Inside The New York Botanical Garden

Book Review: Gardener’s Yoga by Veronica D’Orazio

Posted in Around the Garden, From the Library, Shop/Book Reviews on May 5 2016, by Esther Jackson

Esther Jackson is the Public Services Librarian at NYBG’s LuEsther T. Mertz Library where she manages Reference and Circulation services and oversees the Plant Information Office. She spends much of her time assisting researchers, providing instruction related to library resources, and collaborating with NYBG staff on various projects related to Garden initiatives and events.


Gardener’s Yoga by Veronica D’Orazio Frida Celements
Gardener’s Yoga: 40 Yoga Poses to Help Your Garden Flow by Veronica D’Orazio. Illustrated by Frida Clements. Sasquatch Books, 2015. 128 pages, color illustrations. Softcover. $16.95. ISBN: 9781570619892

Gardener’s Yoga: 40 Yoga Poses to Help Your Garden Flow immediately caught my eye when I saw it featured as a new book at the University of Washington Botanic Gardens Elisabeth C. Miller Library. Written by Veronica D’Orazio and illustrated by Frida Clements, this 2015 edition includes new artwork and more poses than the 2005 publication by the same name from D’Orazio.

Gardening is often praised for the health benefits it provides. Those who garden or have gardened regularly can attest to the physical challenges and demands of the hobby or profession, and the full-body workout that gardening can often provide. Gardener’s Yoga positions itself as a resource that will allow readers to ease the aches and pains associated with gardening, and strengthen muscle groups often used in common garden chores. Additionally, the yoga poses that have been selected are intended to be easy on the hands and knees, as these areas of the body often withstand repetitious movement when gardening.

The book is broken up by season and presents different yoga flows designed to accommodate the environmental and emotional challenges and opportunities that gardener yogis face throughout the different months. Each sequence includes 10 poses (also known as asanas) that can be repeated in sequence as many times as desired. All asanas are illustrated for readers and beautifully complemented with simple botanical illustrations reflecting the flora of the season (which is about as “botanical” as this book gets). At the end of the book, each flow is presented in a simple two-page “flow chart” that illustrates all of the poses for the season in the order that they should be performed.

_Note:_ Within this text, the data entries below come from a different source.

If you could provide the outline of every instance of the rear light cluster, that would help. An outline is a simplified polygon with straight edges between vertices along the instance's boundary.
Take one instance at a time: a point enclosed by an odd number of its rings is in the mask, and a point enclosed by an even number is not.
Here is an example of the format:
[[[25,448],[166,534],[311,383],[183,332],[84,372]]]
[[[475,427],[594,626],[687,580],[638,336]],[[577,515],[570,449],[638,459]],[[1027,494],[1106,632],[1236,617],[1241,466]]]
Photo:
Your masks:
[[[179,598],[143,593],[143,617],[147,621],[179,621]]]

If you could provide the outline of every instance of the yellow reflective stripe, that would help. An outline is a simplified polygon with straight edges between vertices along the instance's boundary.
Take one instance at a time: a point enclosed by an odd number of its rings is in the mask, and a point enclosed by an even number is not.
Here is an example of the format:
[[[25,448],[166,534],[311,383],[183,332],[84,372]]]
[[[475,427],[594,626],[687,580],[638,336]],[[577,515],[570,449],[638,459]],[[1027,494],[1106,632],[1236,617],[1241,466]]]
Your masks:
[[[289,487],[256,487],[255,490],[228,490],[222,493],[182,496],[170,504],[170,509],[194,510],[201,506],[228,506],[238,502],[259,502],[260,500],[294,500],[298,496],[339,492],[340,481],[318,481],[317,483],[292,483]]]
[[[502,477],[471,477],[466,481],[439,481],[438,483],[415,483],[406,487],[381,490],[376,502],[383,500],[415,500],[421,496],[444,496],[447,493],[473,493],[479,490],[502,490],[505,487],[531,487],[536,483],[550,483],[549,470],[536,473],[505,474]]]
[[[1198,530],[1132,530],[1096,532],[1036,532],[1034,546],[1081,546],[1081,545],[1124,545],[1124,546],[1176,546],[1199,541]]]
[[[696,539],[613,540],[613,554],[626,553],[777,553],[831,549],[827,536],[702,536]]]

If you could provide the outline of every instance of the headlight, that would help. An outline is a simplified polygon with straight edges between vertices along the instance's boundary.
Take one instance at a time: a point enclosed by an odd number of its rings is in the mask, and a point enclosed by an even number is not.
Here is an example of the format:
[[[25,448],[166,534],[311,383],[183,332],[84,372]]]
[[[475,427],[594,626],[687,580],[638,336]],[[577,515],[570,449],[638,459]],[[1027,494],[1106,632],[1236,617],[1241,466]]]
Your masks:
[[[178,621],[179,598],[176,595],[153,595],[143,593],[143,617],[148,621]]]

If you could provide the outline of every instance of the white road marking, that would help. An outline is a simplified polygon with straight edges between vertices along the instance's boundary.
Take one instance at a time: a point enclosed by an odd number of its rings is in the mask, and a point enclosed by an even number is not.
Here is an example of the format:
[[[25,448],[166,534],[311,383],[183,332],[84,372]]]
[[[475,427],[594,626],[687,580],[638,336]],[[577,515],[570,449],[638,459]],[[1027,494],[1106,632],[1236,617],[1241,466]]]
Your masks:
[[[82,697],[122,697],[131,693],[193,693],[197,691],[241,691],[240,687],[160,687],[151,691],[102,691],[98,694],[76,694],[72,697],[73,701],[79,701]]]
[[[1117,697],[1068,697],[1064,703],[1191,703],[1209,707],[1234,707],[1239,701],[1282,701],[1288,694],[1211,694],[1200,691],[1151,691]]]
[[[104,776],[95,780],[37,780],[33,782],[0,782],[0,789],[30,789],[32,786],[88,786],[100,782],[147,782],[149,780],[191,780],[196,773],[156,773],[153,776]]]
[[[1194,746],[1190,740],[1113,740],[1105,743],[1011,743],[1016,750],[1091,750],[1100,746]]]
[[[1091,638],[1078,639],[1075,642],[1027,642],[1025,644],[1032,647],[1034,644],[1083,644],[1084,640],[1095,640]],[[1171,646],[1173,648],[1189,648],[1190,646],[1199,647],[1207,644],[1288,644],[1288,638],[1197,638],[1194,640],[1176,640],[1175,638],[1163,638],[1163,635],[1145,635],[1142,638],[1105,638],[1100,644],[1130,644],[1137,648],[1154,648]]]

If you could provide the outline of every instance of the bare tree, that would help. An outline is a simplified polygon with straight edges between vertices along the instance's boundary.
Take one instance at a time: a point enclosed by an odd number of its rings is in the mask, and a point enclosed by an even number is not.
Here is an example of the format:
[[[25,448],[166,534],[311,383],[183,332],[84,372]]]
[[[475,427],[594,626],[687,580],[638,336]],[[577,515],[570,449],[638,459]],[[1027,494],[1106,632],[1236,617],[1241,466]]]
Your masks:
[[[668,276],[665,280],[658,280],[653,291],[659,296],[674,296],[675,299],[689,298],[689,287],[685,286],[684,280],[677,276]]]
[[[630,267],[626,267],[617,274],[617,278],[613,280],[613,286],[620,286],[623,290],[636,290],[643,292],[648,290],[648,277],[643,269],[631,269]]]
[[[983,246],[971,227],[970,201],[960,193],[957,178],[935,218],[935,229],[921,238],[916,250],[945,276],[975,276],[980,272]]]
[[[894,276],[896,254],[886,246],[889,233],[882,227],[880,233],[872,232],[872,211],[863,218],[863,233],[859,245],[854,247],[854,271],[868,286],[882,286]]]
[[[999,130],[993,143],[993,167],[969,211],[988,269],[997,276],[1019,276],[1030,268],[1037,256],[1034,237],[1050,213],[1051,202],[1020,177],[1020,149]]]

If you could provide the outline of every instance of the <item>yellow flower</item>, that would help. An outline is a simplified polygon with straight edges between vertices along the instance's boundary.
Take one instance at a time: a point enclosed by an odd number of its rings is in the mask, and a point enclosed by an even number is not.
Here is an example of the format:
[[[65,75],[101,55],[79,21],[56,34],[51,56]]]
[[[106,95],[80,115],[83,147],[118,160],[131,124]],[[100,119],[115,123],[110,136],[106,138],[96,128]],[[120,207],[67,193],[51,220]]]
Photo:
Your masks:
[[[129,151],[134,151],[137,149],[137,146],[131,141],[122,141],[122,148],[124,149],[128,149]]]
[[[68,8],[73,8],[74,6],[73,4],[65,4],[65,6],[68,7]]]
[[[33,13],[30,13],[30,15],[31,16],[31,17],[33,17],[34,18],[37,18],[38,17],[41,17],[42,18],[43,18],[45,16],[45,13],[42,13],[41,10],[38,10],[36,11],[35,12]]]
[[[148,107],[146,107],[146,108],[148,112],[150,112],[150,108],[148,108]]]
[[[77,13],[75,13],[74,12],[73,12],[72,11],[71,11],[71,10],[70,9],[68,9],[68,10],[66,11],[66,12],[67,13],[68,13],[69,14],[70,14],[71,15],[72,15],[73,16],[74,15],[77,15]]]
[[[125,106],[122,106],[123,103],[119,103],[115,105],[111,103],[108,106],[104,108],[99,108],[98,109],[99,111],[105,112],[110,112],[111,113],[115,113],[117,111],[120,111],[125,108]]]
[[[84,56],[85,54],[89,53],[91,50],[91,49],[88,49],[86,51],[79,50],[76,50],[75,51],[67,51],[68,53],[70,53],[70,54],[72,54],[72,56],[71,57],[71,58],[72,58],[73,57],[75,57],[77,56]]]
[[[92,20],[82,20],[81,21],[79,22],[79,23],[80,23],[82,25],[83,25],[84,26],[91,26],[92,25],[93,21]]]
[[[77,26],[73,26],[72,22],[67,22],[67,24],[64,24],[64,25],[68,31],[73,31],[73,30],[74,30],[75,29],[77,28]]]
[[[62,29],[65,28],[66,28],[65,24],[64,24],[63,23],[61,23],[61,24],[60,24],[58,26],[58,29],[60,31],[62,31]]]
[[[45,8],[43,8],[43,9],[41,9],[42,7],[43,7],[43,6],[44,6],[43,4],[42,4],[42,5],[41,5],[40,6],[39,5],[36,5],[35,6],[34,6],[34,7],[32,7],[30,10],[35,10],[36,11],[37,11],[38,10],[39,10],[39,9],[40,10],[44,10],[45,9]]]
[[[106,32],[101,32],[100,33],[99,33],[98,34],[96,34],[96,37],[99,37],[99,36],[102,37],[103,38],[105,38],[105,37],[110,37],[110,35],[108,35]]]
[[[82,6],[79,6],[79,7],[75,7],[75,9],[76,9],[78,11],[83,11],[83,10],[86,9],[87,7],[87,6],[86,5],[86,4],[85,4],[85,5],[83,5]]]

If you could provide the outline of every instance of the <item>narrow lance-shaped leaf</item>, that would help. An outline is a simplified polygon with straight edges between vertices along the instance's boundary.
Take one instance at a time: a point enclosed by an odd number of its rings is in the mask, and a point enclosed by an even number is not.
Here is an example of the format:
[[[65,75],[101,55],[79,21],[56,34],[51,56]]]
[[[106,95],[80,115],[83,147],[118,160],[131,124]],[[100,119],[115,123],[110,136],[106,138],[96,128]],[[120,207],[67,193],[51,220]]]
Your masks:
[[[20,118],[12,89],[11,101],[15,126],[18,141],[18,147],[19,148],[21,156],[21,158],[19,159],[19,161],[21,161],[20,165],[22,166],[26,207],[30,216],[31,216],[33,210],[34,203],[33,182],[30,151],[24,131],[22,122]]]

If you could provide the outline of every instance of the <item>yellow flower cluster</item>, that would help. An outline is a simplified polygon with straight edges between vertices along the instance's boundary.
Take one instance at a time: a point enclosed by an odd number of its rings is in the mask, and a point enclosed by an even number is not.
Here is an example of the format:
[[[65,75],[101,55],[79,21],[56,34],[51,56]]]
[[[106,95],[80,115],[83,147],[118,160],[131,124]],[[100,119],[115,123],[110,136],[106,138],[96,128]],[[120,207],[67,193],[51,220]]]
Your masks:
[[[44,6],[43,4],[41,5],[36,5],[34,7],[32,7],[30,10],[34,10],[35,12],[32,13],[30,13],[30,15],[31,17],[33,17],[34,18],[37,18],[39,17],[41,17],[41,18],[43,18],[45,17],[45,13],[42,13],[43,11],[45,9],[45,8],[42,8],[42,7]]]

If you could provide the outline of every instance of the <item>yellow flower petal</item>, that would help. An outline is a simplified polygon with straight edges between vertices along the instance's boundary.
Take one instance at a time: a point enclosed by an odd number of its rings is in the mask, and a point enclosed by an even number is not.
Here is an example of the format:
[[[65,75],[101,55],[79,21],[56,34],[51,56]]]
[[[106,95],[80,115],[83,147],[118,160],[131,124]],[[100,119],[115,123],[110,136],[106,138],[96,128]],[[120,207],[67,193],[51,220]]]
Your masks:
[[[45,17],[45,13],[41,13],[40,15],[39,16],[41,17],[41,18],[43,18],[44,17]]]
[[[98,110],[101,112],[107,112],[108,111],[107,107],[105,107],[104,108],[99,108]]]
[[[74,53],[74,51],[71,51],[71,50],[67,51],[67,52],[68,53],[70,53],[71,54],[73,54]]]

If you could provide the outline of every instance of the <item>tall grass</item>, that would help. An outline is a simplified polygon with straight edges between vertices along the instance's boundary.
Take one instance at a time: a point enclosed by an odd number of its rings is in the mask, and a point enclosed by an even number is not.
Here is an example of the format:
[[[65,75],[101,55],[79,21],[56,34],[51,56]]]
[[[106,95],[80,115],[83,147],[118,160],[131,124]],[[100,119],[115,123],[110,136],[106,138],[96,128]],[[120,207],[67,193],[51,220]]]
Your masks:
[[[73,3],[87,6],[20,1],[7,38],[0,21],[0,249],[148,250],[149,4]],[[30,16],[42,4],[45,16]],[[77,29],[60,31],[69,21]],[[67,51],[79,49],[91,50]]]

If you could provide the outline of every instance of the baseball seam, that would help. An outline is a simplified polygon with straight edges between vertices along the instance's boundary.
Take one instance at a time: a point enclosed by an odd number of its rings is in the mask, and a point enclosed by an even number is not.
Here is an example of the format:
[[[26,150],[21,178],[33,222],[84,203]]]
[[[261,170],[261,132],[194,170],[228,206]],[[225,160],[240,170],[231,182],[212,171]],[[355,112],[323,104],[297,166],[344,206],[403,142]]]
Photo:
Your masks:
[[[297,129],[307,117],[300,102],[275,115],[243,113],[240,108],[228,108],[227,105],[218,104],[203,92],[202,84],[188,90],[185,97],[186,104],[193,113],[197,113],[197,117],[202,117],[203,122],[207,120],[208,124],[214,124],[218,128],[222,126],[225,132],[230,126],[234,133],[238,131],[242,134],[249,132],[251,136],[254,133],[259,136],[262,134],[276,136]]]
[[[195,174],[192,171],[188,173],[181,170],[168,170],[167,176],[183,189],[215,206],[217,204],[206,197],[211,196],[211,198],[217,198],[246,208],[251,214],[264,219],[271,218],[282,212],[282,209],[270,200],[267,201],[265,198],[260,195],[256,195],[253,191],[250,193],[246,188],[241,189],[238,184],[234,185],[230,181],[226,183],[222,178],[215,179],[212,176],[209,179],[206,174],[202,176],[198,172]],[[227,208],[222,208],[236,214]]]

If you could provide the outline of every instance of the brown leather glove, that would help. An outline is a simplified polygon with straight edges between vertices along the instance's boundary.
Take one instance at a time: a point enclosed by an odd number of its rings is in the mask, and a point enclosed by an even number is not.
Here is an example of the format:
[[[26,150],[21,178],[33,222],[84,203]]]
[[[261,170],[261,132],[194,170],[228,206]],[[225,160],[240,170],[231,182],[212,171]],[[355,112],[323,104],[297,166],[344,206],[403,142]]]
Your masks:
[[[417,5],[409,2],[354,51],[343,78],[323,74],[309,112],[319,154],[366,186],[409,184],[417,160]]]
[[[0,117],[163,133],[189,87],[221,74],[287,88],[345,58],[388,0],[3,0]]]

This book is meant to be used by the “average-level yoga practitioner.” All of the poses included in Gardener’s Yoga are beginner-friendly, but new yogis would do well to gain some classroom experience before embarking on an unassisted and unsupervised yoga practice. D’Orazio offers explicit instructions about how to transition between poses, but certain asanas benefit from an instructor’s guidance—especially those that may place undue stress on areas such as the knees or back when attempted incorrectly. Goddess pose, or Utkata Konasana, featured in the Winter flow, is an example of such a pose.

Gardener’s Yoga will appeal to new and existing gardener yogis, as well as to yoga teachers who are looking for inspiration in crafting seasonal flows.